Data Platform and Data Science

25 May 2010

Optimising Cube Query Performance and Processing Performance

Filed under: Analysis Services — Vincent Rainardi @ 7:43 am
Tags:

Background

Several times this question cropped up: how do you optimise the query performance of a large cube. Eight out of ten, when people ask this question, they mean “my users are complaining that their reports are slow”. Report being Excel, SSRS or PPS. Slow means usually it’s 1 second but today it’s 1 minute.

The other 20% is genuine cube improvement. They are cube developers who are looking for ways to make their cubes better and more performing. Usually, they also seek for ways to optimise the processing time (the cube refresh time).

In this article I’ll try to (briefly) explain where/what to look, i.e. just the pointers. I’ll write my experience and thoughts so readers can get the idea (high level), and provide reference to a more complete source so if you need more detail information, as per how etc.

Query Performance

I usually look/work in this order: MDX queries, aggregation, partitioning, server settings. First I’d look at the MDX query, see if it’s 1 specific query (or a few) that causes the issue. If it does, then I’d try optimise that query. The 2 most frequent things are: 1) cell by cell instead of block computation, and 2) attribute from the same dim are not “next to each other”, causing number of tuples to exceed 4.2 billion (read Mosha’s blog on this, and my blog). We can capture the MDX using profiler. No OlapQueryLog doesn’t give us the MDX (the 101010… column corresponds to the attribute order).

If the MDX queries are OK, I’ll look at the aggregation. If it’s 2008 then design the aggregation for each MG. By partition if possible. Usage based if possible. Then number 3 to look at is partitioning. I’ll try to either split the MG so that the majority of the queries hit a small partition (current month for example), or split the MG so that the queries are distributed evenly across many partitions (by product for example). Or do both.

Last is server settings. There are 3 major areas: memory, disk/IO, CPU. If the AS server is on the same server as SQL, look at memory counters. Limit the SQL memory if possible, if not, move AS out to another server. Dedicated if possible. Also look at the upper/lower memory limit settings. And processing vs query. Also Windows vs SSAS heap (look under Memory Heap Type on 2008 perf guide).

For IO we can look at Threads\Query\MaxThreads (refer to 2008 perf  guide for settings), ThreadPool\QueryPoolJobQueueLength, IdleThreads, BusyThreads. When configuring a new AS server, better choose RAID 1+0 over RAID 5 or 1. AS data files are not as big as SQL data files. If a big query blocks many small queries set the Coordinator Query Balancing Factor (and Boost Priority). If there is ROLAP dim or MG, look at the underlying table/view.

If you want to be systematic, first determine if it’s Storage Engine or Query Processor. We can do this using eventsubclass 22 on Profiler. If it’s SE issue, look at: aggregate, partition and dimension (hierarchy and attribute relationship). If it’s QP, look at: MDX queries, cache warming, server settings e.g.
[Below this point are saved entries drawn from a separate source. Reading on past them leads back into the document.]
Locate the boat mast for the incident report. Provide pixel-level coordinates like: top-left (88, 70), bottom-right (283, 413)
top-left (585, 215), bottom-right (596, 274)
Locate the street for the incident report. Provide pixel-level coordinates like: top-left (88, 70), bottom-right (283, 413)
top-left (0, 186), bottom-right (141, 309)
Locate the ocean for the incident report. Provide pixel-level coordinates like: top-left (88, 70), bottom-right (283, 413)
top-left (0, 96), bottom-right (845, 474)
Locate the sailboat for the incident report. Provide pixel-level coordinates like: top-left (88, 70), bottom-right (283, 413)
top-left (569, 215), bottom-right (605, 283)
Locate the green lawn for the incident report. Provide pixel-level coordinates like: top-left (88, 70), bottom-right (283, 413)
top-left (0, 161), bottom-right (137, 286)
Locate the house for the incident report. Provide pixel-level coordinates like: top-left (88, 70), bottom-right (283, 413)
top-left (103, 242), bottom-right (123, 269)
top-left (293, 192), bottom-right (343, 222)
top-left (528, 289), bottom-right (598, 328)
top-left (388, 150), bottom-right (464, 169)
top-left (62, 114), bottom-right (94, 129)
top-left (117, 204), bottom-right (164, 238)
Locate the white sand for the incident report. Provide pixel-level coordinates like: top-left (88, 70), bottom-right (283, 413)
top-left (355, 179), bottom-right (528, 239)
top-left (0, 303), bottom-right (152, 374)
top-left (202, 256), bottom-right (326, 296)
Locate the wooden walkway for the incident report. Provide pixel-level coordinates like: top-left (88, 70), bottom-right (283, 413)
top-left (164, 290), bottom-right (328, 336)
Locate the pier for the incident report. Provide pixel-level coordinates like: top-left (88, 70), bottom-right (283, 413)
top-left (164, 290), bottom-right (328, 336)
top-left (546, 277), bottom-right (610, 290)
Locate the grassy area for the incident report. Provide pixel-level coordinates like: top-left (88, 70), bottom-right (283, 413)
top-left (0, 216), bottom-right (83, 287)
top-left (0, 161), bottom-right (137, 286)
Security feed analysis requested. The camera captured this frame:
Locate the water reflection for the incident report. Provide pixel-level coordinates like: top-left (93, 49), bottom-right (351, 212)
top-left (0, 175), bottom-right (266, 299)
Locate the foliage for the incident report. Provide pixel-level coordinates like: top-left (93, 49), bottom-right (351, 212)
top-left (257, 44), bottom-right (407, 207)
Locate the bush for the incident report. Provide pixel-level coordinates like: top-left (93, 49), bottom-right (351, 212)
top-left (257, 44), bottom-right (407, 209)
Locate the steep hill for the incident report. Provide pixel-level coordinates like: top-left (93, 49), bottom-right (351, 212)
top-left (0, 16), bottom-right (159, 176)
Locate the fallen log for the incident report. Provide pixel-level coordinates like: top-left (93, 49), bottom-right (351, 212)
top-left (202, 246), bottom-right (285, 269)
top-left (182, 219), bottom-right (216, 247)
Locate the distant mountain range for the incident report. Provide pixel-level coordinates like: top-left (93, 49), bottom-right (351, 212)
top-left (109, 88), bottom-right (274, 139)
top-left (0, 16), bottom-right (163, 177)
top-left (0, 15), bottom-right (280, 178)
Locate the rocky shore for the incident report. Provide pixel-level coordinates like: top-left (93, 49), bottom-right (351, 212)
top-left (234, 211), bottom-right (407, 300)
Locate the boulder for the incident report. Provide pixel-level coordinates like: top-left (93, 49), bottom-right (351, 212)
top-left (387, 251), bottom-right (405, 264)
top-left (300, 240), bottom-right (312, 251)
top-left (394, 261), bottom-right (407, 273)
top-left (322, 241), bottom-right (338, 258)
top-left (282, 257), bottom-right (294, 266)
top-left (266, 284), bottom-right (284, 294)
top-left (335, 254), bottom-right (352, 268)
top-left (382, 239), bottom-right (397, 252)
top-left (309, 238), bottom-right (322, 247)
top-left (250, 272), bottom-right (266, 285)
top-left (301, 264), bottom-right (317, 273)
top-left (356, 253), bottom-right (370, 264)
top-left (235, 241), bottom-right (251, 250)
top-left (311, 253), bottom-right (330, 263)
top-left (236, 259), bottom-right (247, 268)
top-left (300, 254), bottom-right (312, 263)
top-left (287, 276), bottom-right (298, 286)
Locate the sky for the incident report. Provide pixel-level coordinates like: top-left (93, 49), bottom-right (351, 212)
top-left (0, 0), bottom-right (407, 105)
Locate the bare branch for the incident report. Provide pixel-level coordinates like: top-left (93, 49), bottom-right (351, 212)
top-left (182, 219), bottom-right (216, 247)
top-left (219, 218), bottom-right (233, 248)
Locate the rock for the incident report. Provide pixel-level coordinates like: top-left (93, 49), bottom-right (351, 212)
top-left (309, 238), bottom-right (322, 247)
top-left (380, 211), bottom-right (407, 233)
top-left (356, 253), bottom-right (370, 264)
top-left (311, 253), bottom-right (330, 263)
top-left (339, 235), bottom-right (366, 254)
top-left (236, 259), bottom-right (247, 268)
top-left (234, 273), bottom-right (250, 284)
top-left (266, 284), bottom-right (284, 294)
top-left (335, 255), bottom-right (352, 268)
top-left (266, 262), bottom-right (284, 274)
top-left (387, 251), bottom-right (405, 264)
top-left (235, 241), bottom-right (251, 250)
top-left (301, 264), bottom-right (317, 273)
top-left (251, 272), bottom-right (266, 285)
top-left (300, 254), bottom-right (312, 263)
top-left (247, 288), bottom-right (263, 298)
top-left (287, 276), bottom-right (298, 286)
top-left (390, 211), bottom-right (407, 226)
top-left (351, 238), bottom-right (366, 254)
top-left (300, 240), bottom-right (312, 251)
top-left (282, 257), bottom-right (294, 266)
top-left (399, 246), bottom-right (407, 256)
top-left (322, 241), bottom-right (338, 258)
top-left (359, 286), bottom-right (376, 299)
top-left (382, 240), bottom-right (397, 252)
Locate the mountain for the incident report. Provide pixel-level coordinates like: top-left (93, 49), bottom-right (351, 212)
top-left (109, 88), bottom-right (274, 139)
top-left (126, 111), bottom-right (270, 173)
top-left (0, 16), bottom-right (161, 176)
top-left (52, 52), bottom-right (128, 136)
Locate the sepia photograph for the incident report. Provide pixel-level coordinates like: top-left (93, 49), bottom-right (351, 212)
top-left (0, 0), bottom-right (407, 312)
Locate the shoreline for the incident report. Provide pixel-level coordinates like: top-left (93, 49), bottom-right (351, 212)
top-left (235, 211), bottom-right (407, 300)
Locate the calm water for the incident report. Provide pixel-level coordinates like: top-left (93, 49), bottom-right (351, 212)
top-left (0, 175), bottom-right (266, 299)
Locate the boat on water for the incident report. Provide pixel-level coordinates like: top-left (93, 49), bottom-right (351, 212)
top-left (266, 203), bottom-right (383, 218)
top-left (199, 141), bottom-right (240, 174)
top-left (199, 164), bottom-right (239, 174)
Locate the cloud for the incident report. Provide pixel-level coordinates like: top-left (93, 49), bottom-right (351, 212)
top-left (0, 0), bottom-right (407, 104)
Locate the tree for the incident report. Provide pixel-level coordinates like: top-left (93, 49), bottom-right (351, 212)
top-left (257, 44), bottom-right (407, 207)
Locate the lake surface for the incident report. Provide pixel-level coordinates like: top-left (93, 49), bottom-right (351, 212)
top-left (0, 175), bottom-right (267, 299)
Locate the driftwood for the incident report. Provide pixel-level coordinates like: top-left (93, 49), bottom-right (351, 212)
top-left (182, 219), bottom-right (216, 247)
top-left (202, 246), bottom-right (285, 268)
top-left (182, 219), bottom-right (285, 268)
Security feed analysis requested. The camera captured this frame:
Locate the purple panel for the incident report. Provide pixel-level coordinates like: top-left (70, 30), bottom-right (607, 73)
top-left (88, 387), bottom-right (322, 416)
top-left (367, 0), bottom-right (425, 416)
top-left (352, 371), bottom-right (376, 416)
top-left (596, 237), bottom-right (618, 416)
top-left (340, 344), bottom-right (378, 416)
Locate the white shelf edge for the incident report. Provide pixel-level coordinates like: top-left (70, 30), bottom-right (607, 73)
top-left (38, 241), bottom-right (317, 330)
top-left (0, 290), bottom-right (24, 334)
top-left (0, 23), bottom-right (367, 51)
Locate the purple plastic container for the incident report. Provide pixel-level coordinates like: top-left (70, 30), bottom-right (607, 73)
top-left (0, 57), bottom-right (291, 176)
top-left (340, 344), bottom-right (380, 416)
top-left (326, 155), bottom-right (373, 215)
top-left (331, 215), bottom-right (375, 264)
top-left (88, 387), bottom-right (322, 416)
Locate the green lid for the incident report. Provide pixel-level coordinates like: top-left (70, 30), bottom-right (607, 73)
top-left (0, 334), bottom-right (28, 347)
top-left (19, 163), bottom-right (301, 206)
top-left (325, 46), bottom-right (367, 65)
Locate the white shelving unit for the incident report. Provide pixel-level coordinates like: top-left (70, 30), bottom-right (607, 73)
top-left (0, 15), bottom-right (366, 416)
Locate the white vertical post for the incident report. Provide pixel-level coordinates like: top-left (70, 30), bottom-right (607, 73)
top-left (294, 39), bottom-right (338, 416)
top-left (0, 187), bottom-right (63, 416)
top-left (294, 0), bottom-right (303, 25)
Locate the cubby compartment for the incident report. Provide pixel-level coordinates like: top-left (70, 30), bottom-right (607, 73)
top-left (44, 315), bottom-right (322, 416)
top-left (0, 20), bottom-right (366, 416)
IO, memory. Cache warming: create cache or run the query.

Processing Performance

First look at the processing output window, see if the issue is dimension or MG. If it’s dimension issue, create proper dim table (instead of select distinct from the transaction/fact table), process default, materialised/indexed view (to provide distinct values).

If it’s MG issue, look at: partition the MG (so simultaneous read happens), physical table partitioning (align them to the MG partitions), incremental processing (only process partitions that’s changed – need to flag this on ETL), aggregation (are they required? Compare with usage. Use Profiler, log output to table).

If building cubes from operational systems, having materialized view can improve the performance hundreds of times. The issue is, there are so many restrictions, we can’t use many things when writing the select statement. And, they may not allow us to create view there on the ops sys DB.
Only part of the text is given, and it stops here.